Gazeteci Hrant Dink cinayetinin üzerinden tam 6 yıl geçti. Yargıtay “cinayette örgüt yok, suç kişisel” diyen yerel mahkemenin kararını bozdu. Eminim bu yıl 19 Ocak’ta yine, kendisine “Hrant’ın Dostları” diyen bazı çevreler değerli gazeteci dostumuz üzerinden büyük bir sahtekârlıkla küçük hesaplarını görmeye çalışacaklar. Artık bu duruma bir son vermek gerekiyor.

Liberal ezbere dayanan, zihinsel bir çaba içermeyen ve entelektüel hayat üzerinde estirilen muhafazakâr terörün baskısı altında yapılan yüzeysel değerlendirmelerin artık ötesine geçilmeli. Bu cinayetin işlenmesinden politik olarak yararlanan çevrelerin gerçekte kimler olduğuna yeniden bakılmalı.
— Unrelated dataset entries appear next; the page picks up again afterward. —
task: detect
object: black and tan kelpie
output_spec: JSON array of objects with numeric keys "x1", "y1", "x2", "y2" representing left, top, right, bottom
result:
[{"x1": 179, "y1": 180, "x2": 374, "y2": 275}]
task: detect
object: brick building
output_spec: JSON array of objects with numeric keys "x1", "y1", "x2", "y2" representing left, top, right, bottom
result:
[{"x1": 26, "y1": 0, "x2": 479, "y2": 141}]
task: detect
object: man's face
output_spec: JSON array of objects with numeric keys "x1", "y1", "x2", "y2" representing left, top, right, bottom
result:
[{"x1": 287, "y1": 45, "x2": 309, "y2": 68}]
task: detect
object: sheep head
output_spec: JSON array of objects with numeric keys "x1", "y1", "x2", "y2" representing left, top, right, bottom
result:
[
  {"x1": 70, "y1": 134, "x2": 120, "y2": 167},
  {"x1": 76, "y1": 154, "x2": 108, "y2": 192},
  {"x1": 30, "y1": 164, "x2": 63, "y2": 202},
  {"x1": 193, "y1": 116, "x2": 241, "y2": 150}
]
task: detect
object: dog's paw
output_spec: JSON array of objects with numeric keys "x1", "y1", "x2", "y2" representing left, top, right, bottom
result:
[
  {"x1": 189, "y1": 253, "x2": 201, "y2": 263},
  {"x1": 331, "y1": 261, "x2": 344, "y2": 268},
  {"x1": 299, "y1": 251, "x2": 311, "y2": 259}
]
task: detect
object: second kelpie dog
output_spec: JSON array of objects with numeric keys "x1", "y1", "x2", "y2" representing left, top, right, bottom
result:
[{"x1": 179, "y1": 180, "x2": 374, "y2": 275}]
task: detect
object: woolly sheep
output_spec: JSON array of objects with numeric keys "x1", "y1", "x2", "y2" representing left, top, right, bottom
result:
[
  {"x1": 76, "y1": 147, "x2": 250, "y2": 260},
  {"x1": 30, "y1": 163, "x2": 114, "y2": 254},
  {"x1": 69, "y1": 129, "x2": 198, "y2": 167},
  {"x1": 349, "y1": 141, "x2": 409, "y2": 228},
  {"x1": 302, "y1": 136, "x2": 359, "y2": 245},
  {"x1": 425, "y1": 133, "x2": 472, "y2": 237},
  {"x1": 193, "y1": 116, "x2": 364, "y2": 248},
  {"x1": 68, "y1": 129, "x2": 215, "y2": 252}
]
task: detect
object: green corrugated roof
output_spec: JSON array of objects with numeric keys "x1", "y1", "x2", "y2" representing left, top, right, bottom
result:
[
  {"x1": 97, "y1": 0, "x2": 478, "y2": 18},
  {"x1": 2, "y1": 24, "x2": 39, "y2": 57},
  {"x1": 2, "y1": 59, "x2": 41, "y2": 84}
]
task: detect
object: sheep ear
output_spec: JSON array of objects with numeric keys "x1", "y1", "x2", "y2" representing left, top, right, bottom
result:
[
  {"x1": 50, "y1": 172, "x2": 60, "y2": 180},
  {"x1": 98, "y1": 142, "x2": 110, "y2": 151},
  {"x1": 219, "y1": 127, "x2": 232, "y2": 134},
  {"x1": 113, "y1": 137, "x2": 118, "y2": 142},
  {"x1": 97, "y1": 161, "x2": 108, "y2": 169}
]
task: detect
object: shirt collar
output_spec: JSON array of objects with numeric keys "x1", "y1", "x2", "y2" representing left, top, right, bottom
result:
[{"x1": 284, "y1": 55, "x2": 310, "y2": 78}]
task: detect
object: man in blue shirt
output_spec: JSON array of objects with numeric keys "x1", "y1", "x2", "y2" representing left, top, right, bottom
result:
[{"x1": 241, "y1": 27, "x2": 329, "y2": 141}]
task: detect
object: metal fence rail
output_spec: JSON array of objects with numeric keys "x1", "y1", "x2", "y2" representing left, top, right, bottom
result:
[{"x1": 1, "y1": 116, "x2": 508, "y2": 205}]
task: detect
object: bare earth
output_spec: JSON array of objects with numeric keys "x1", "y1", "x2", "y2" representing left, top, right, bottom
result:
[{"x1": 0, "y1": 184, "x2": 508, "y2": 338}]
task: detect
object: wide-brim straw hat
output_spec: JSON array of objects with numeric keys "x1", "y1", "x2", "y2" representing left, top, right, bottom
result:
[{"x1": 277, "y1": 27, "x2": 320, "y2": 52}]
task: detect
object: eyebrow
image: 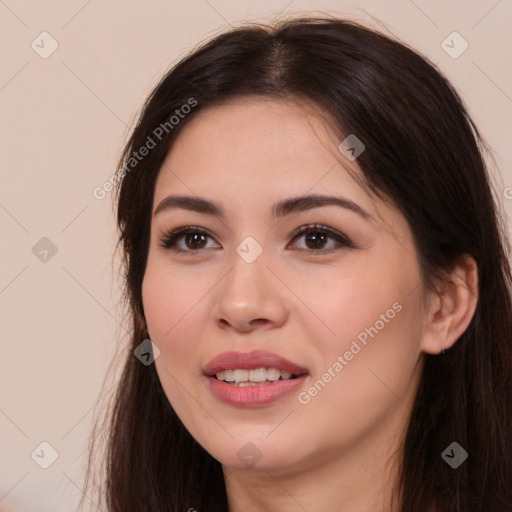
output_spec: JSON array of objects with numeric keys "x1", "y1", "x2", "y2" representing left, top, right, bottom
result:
[{"x1": 153, "y1": 194, "x2": 372, "y2": 221}]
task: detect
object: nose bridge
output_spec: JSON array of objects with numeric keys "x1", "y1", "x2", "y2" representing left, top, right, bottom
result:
[
  {"x1": 221, "y1": 239, "x2": 271, "y2": 310},
  {"x1": 212, "y1": 237, "x2": 287, "y2": 330}
]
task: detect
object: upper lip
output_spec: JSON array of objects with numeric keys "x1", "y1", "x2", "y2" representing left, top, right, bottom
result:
[{"x1": 203, "y1": 350, "x2": 309, "y2": 377}]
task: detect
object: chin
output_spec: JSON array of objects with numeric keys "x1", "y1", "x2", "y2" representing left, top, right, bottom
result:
[{"x1": 200, "y1": 434, "x2": 303, "y2": 473}]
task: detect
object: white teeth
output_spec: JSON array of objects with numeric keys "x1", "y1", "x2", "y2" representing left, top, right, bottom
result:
[
  {"x1": 248, "y1": 368, "x2": 268, "y2": 382},
  {"x1": 224, "y1": 369, "x2": 235, "y2": 382},
  {"x1": 267, "y1": 368, "x2": 281, "y2": 381},
  {"x1": 233, "y1": 369, "x2": 249, "y2": 383},
  {"x1": 215, "y1": 370, "x2": 236, "y2": 381},
  {"x1": 215, "y1": 367, "x2": 297, "y2": 384}
]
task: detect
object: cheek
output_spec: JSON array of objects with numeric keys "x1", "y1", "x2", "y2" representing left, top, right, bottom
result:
[
  {"x1": 141, "y1": 264, "x2": 209, "y2": 417},
  {"x1": 304, "y1": 262, "x2": 423, "y2": 394},
  {"x1": 142, "y1": 258, "x2": 206, "y2": 341},
  {"x1": 293, "y1": 283, "x2": 422, "y2": 448},
  {"x1": 142, "y1": 267, "x2": 172, "y2": 341},
  {"x1": 305, "y1": 270, "x2": 401, "y2": 353},
  {"x1": 141, "y1": 260, "x2": 214, "y2": 379}
]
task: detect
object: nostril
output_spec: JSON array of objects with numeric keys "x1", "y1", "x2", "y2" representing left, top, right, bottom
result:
[{"x1": 250, "y1": 319, "x2": 268, "y2": 326}]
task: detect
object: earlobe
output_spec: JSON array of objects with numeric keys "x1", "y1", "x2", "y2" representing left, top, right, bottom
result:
[{"x1": 420, "y1": 253, "x2": 479, "y2": 355}]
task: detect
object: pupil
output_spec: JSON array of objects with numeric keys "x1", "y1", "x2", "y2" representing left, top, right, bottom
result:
[
  {"x1": 186, "y1": 233, "x2": 206, "y2": 249},
  {"x1": 306, "y1": 232, "x2": 326, "y2": 249}
]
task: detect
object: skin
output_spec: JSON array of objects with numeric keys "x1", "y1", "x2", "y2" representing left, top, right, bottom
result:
[{"x1": 141, "y1": 97, "x2": 478, "y2": 512}]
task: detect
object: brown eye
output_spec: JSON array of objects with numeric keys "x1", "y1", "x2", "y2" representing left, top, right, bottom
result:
[
  {"x1": 183, "y1": 232, "x2": 208, "y2": 250},
  {"x1": 303, "y1": 231, "x2": 329, "y2": 250},
  {"x1": 289, "y1": 224, "x2": 354, "y2": 254},
  {"x1": 159, "y1": 226, "x2": 219, "y2": 253},
  {"x1": 159, "y1": 223, "x2": 354, "y2": 255}
]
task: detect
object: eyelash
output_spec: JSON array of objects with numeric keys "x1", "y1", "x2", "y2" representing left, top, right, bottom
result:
[{"x1": 158, "y1": 223, "x2": 355, "y2": 256}]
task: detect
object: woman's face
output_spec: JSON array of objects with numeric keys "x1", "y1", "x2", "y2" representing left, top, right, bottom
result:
[{"x1": 142, "y1": 97, "x2": 428, "y2": 475}]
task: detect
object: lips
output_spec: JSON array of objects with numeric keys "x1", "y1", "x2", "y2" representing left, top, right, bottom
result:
[
  {"x1": 203, "y1": 350, "x2": 309, "y2": 377},
  {"x1": 203, "y1": 350, "x2": 309, "y2": 407}
]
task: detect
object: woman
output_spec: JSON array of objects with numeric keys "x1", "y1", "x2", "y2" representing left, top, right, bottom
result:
[{"x1": 82, "y1": 16, "x2": 512, "y2": 512}]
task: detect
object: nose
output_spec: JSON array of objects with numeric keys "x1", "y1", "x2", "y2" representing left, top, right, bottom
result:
[{"x1": 212, "y1": 248, "x2": 288, "y2": 333}]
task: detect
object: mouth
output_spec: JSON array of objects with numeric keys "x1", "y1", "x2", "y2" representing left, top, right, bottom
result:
[
  {"x1": 213, "y1": 367, "x2": 303, "y2": 386},
  {"x1": 203, "y1": 350, "x2": 309, "y2": 407}
]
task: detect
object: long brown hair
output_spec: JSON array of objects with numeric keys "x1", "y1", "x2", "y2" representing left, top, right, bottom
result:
[{"x1": 81, "y1": 16, "x2": 512, "y2": 512}]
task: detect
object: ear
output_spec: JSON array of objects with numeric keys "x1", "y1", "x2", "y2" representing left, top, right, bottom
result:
[{"x1": 420, "y1": 253, "x2": 479, "y2": 355}]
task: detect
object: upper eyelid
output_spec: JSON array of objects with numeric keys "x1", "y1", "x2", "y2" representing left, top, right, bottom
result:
[
  {"x1": 159, "y1": 224, "x2": 353, "y2": 250},
  {"x1": 160, "y1": 224, "x2": 342, "y2": 241}
]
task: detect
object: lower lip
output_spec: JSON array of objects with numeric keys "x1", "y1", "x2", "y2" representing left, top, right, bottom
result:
[{"x1": 206, "y1": 375, "x2": 308, "y2": 407}]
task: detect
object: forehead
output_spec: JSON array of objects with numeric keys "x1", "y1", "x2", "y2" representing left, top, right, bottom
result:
[{"x1": 154, "y1": 97, "x2": 370, "y2": 205}]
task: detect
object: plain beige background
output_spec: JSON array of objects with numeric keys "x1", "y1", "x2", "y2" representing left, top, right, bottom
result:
[{"x1": 1, "y1": 1, "x2": 511, "y2": 510}]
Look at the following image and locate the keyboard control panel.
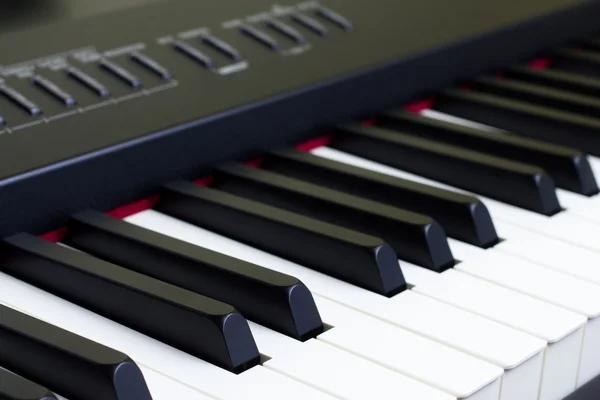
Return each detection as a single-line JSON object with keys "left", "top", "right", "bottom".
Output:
{"left": 0, "top": 0, "right": 597, "bottom": 238}
{"left": 0, "top": 2, "right": 352, "bottom": 132}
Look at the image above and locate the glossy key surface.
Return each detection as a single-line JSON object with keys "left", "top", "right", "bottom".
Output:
{"left": 378, "top": 110, "right": 598, "bottom": 195}
{"left": 0, "top": 304, "right": 151, "bottom": 400}
{"left": 0, "top": 233, "right": 260, "bottom": 373}
{"left": 212, "top": 164, "right": 455, "bottom": 271}
{"left": 63, "top": 210, "right": 323, "bottom": 341}
{"left": 158, "top": 182, "right": 405, "bottom": 296}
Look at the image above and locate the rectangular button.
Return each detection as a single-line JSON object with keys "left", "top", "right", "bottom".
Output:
{"left": 172, "top": 41, "right": 213, "bottom": 68}
{"left": 291, "top": 13, "right": 329, "bottom": 36}
{"left": 99, "top": 59, "right": 142, "bottom": 88}
{"left": 315, "top": 7, "right": 353, "bottom": 30}
{"left": 130, "top": 52, "right": 172, "bottom": 80}
{"left": 62, "top": 210, "right": 324, "bottom": 341}
{"left": 31, "top": 75, "right": 76, "bottom": 107}
{"left": 0, "top": 304, "right": 151, "bottom": 400}
{"left": 0, "top": 84, "right": 41, "bottom": 116}
{"left": 239, "top": 25, "right": 280, "bottom": 51}
{"left": 0, "top": 233, "right": 260, "bottom": 373}
{"left": 201, "top": 35, "right": 243, "bottom": 61}
{"left": 65, "top": 67, "right": 110, "bottom": 97}
{"left": 157, "top": 183, "right": 405, "bottom": 296}
{"left": 380, "top": 109, "right": 599, "bottom": 196}
{"left": 266, "top": 20, "right": 306, "bottom": 44}
{"left": 212, "top": 164, "right": 455, "bottom": 271}
{"left": 261, "top": 148, "right": 499, "bottom": 247}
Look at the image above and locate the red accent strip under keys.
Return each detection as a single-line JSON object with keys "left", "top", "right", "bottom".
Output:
{"left": 106, "top": 194, "right": 160, "bottom": 219}
{"left": 39, "top": 227, "right": 68, "bottom": 243}
{"left": 527, "top": 57, "right": 551, "bottom": 69}
{"left": 404, "top": 97, "right": 435, "bottom": 113}
{"left": 294, "top": 134, "right": 332, "bottom": 152}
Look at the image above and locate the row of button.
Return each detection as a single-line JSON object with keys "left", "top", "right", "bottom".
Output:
{"left": 170, "top": 8, "right": 352, "bottom": 70}
{"left": 0, "top": 8, "right": 352, "bottom": 123}
{"left": 240, "top": 8, "right": 352, "bottom": 52}
{"left": 0, "top": 53, "right": 172, "bottom": 122}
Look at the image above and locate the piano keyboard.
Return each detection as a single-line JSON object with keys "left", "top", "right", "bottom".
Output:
{"left": 2, "top": 1, "right": 600, "bottom": 400}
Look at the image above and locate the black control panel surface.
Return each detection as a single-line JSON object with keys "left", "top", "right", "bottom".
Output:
{"left": 0, "top": 0, "right": 598, "bottom": 236}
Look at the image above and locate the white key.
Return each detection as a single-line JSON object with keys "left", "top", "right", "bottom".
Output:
{"left": 0, "top": 273, "right": 336, "bottom": 400}
{"left": 309, "top": 146, "right": 600, "bottom": 389}
{"left": 313, "top": 296, "right": 503, "bottom": 400}
{"left": 250, "top": 322, "right": 456, "bottom": 400}
{"left": 403, "top": 262, "right": 584, "bottom": 399}
{"left": 139, "top": 366, "right": 218, "bottom": 400}
{"left": 450, "top": 239, "right": 600, "bottom": 318}
{"left": 419, "top": 110, "right": 600, "bottom": 388}
{"left": 127, "top": 210, "right": 545, "bottom": 399}
{"left": 588, "top": 156, "right": 600, "bottom": 178}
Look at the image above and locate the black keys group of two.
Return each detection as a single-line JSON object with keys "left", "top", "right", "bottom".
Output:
{"left": 3, "top": 42, "right": 600, "bottom": 400}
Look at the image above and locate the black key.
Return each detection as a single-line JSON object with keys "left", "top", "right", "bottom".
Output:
{"left": 258, "top": 148, "right": 498, "bottom": 247}
{"left": 0, "top": 368, "right": 56, "bottom": 400}
{"left": 434, "top": 88, "right": 600, "bottom": 156}
{"left": 99, "top": 59, "right": 142, "bottom": 88}
{"left": 503, "top": 66, "right": 600, "bottom": 99}
{"left": 266, "top": 20, "right": 306, "bottom": 44}
{"left": 65, "top": 67, "right": 110, "bottom": 97}
{"left": 211, "top": 164, "right": 455, "bottom": 272}
{"left": 130, "top": 52, "right": 173, "bottom": 80}
{"left": 0, "top": 233, "right": 259, "bottom": 373}
{"left": 469, "top": 76, "right": 600, "bottom": 118}
{"left": 291, "top": 13, "right": 329, "bottom": 36}
{"left": 172, "top": 41, "right": 213, "bottom": 69}
{"left": 377, "top": 110, "right": 599, "bottom": 195}
{"left": 551, "top": 48, "right": 600, "bottom": 78}
{"left": 329, "top": 123, "right": 561, "bottom": 215}
{"left": 158, "top": 182, "right": 405, "bottom": 296}
{"left": 0, "top": 85, "right": 41, "bottom": 116}
{"left": 62, "top": 210, "right": 324, "bottom": 341}
{"left": 31, "top": 75, "right": 77, "bottom": 107}
{"left": 0, "top": 304, "right": 151, "bottom": 400}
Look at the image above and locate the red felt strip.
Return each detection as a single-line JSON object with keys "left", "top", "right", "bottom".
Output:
{"left": 404, "top": 97, "right": 435, "bottom": 113}
{"left": 527, "top": 57, "right": 551, "bottom": 69}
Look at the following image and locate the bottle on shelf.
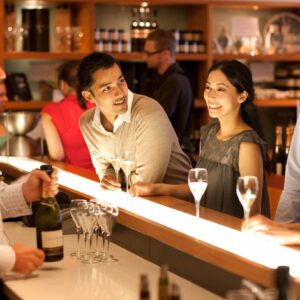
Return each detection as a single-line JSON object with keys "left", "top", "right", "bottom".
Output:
{"left": 275, "top": 266, "right": 296, "bottom": 300}
{"left": 131, "top": 8, "right": 139, "bottom": 52}
{"left": 158, "top": 264, "right": 169, "bottom": 300}
{"left": 4, "top": 3, "right": 16, "bottom": 52}
{"left": 273, "top": 126, "right": 286, "bottom": 175}
{"left": 139, "top": 273, "right": 150, "bottom": 300}
{"left": 35, "top": 164, "right": 64, "bottom": 262}
{"left": 151, "top": 9, "right": 158, "bottom": 30}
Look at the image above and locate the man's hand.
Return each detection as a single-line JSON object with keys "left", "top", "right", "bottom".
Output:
{"left": 243, "top": 214, "right": 300, "bottom": 245}
{"left": 100, "top": 175, "right": 121, "bottom": 191}
{"left": 130, "top": 182, "right": 157, "bottom": 197}
{"left": 11, "top": 244, "right": 45, "bottom": 275}
{"left": 22, "top": 168, "right": 59, "bottom": 203}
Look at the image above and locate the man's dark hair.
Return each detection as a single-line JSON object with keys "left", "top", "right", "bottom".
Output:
{"left": 146, "top": 29, "right": 176, "bottom": 56}
{"left": 77, "top": 52, "right": 120, "bottom": 103}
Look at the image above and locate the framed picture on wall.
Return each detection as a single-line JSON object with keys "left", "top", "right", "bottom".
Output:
{"left": 5, "top": 73, "right": 32, "bottom": 101}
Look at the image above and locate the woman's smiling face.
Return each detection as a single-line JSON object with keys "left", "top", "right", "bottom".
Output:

Çünkü Dink'in öldürülmesinden sonra oluşturulan hava henüz tam olarak değişmedi. İkna ediciliğinden ve gücünden çok şey yitirse de egemen yaklaşım hâlâ şöyle; Dink'i, Türkiye'de kaos ortamı yaratarak AKP Hükümeti’ne karşı askeri darbe yapılmasının koşullarını oluşturmak isteyen milliyetçi ya da "ulusalcı" denilen güçler, yani Ergenekoncular öldürttü.

Oysa bütün verilerin ortaya koyduğu gerçek şudur; Hrant Dink, tam da bu algıyı toplumda oluşturmak, “Hrant’ın katili Ergenekon” düşüncesini yerleştirmek isteyen güçler tarafından öldürtüldü.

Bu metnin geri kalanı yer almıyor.